Metro Vancouver COVID-19 denier Mak Parhar dies

Nov 5 2021, 7:33 pm

Mak Parhar, a prominent COVID-19 denier and flat-earther, died unexpectedly in New Westminster on Thursday.

The BC Coroners Service is investigating his death, but a spokesperson for the service said they are in the early stages and did not have details about what happened.

Parhar livestreamed a video to Twitch on October 22 where he shared that he was feeling quite sick with an undisclosed illness. His symptoms included a sore throat, cough, excess phlegm, body aches, and chills.

“It’s definitely not CONVID [sic], because CONVID doesn’t exist,” he said.
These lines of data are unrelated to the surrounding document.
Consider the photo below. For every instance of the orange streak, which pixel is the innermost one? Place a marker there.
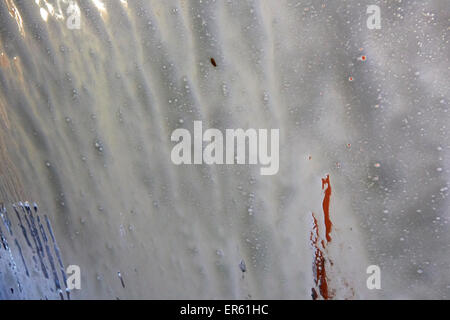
(320, 273)
(326, 207)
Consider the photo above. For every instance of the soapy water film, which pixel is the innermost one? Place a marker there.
(86, 177)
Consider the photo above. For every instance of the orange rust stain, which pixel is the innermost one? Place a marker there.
(319, 264)
(326, 206)
(320, 273)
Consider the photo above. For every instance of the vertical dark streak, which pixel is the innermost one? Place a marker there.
(44, 269)
(24, 231)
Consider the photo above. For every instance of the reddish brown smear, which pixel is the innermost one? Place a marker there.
(326, 206)
(319, 265)
(320, 273)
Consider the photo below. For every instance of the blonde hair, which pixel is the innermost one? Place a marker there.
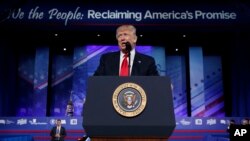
(126, 27)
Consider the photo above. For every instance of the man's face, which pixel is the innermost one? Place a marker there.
(58, 123)
(124, 36)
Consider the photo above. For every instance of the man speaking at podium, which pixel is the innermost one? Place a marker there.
(127, 61)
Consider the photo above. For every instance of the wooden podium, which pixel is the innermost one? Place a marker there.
(102, 121)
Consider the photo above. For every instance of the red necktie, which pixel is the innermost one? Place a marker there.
(124, 66)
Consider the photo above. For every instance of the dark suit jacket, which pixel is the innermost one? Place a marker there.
(143, 65)
(53, 133)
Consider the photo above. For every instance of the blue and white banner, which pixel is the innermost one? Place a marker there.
(54, 15)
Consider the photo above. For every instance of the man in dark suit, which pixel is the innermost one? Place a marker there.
(137, 64)
(58, 132)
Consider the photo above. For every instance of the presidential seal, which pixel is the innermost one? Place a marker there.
(129, 99)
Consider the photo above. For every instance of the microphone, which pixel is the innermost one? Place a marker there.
(128, 47)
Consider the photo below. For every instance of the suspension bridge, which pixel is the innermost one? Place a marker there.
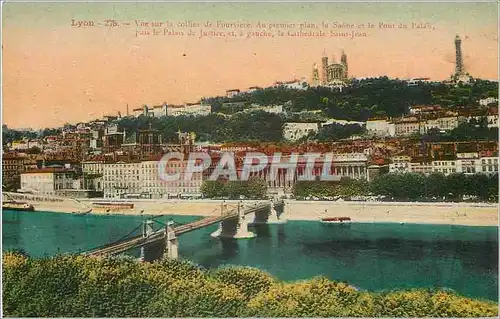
(233, 223)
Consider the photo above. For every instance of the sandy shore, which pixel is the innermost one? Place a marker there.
(470, 214)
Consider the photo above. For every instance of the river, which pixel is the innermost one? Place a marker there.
(369, 256)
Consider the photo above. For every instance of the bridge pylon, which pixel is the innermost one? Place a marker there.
(274, 216)
(171, 242)
(147, 230)
(236, 227)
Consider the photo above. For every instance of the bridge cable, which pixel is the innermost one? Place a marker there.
(116, 241)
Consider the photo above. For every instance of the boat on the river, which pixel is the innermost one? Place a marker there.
(83, 212)
(336, 220)
(15, 205)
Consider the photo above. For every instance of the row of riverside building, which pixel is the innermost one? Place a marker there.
(141, 179)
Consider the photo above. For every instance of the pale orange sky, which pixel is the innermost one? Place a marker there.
(53, 74)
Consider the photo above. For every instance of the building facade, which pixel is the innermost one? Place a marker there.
(295, 131)
(47, 181)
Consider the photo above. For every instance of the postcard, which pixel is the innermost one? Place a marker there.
(239, 159)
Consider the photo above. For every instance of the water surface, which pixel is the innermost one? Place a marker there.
(370, 256)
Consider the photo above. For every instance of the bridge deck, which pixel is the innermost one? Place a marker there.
(139, 241)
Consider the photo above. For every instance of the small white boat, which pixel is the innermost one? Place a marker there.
(19, 206)
(336, 220)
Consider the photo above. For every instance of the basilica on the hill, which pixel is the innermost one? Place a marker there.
(331, 74)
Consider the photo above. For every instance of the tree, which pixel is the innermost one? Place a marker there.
(212, 189)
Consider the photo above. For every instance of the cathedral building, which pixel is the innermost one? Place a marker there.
(331, 74)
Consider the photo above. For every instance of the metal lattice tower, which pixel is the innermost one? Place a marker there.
(458, 56)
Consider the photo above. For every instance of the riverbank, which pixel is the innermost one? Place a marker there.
(467, 214)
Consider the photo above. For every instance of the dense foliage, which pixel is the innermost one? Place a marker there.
(345, 188)
(252, 188)
(408, 186)
(335, 132)
(473, 130)
(259, 126)
(76, 286)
Instead, Parhar wondered if his illness could be due to an “accumulation of toxins” from exercising less and being in a “negative state of mind.”

He shared another video via Facebook Live on November 3, the day before his death, where he seemed more energetic but mentioned he’d been sick for three weeks.

His cause of death is not known.

The New Westminster resident rose to notoriety early in the pandemic, when his yoga studio continued operating despite emergency orders to stop indoor exercise classes. At the time, Parhar claimed that SARS-CoV-2 could not survive the heat of hot yoga classes.

Provincial Health Officer Dr. Bonnie Henry debunked that claim.

“I think [that idea] probably comes from some of the science that gets misinterpreted,” she said in March 2020. “Yoga studios are a place where people are sweating in close quarters with one another and that is a perfect environment to spread this virus.”

In November 2020, Parhar was arrested and charged for repeatedly violating the Quarantine Act by failing to self-isolate after returning from a gathering of flat earth activists in the US.

Parhar made headlines again in February 2021 for livestreaming a party at a West End apartment (illegal at the time due to COVID-19 gathering restrictions) where an attendee suggested Henry should kill herself.

“I recognize that when people are in crises, part of the way they respond is to lash out, to become angry,” Henry said, but she ultimately concluded “it is really not acceptable.”

Parhar’s friends took to social media Friday to mourn his death.